New initiative focuses on African-American wealth gap in Des Moines

/wp-content/uploads/2022/11/BR_web_311x311.jpeg
African-Americans experience joblessness at a rate more than two times that of whites in Des Moines, a sign of the racial wealth divide that’s prevalent across the United States. Nationally, wealth among white families is 15 times that of African-American families, according to statistics from Northwest Area Foundation.


To address those inequalities, the Director’s Council and Northwest Area Foundation on Thursday launched One Economy: Building Opportunity for All, a collaboration focused on Des Moines’ racial wealth divide.


The initiative is part of a larger regional effort led by the Northwest Area Foundation, said Teree Caldwell-Johnson, CEO of Oakridge Neighborhood.


The Director’s Council is working with the State Public Policy Group on research that will form the basis for a report outlining the conditions and specific challenges for African-Americans in the community, Caldwell Johnson said. “That will really start to inform a lot of the work moving forward.”


The three-year project will also generate some pilot projects to test whether various solutions may make a difference.


“We really wanted to identify some opportunities to catch the attention of the community, and really get a sense for whether they will help us move the needle, and whether they are scalable,” Caldwell-Johnson said.


Among the project ideas are micro-enterprise lending and business development programs, along with strategies to replace payday lending with small-dollar loans from local financial institutions.

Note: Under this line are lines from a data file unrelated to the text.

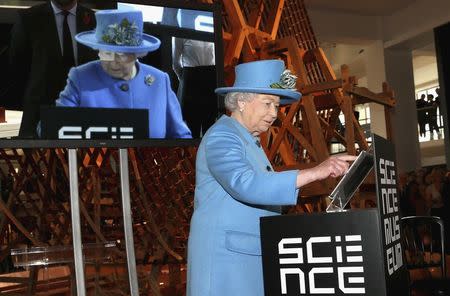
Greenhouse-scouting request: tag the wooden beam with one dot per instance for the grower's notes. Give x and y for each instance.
(380, 98)
(322, 86)
(273, 21)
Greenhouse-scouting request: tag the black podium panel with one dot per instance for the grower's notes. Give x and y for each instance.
(325, 253)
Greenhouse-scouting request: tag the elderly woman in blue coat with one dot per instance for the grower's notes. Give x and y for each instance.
(236, 185)
(119, 80)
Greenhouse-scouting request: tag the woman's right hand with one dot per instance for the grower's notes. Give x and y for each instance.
(333, 166)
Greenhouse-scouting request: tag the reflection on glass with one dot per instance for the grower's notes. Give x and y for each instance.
(347, 186)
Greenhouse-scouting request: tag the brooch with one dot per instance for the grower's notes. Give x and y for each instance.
(149, 79)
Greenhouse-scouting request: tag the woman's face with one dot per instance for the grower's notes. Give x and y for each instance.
(258, 114)
(118, 65)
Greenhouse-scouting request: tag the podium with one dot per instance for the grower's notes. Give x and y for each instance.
(354, 252)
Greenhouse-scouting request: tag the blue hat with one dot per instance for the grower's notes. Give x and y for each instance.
(264, 77)
(119, 31)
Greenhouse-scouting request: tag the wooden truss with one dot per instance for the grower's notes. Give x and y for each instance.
(304, 132)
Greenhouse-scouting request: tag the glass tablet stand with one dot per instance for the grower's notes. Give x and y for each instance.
(347, 186)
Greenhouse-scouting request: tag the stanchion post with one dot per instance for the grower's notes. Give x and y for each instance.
(128, 221)
(76, 228)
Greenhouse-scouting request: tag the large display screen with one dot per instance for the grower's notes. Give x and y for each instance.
(190, 53)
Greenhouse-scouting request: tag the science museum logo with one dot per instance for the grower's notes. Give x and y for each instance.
(338, 259)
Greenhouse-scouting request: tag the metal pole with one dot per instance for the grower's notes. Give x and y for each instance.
(76, 228)
(128, 221)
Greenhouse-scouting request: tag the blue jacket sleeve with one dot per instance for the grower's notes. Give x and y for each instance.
(70, 96)
(227, 162)
(176, 127)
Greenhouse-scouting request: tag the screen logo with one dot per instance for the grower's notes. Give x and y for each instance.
(95, 132)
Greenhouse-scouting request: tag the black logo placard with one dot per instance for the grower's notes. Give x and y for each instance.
(389, 209)
(322, 254)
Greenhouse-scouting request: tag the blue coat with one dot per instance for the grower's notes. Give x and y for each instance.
(235, 186)
(89, 85)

Additionally, “we’re hoping to have some financial coaches to help build the capacity of individuals to build their assets,” she said. “There’s just a variety of things we can do to create a strong foundation to build an initiative.”


Caldwell-Johnson acknowledged that a number of organizations are already working on similar initiatives across the community, but may be doing them in isolation or on a small scale.


“We want to look at something we can work on systematically, to take what’s happening and escalate it to a different level,” she said.


A similar but broader initiative, the Central Iowa OpportUNITY Community Plan released in April, set a goal of bringing 10 percent of Central Iowa’s population into financial self-sufficiency by 2020 through a coordinated approach targeting education, housing, transportation, workforce, hunger, immigrants and neighborhoods.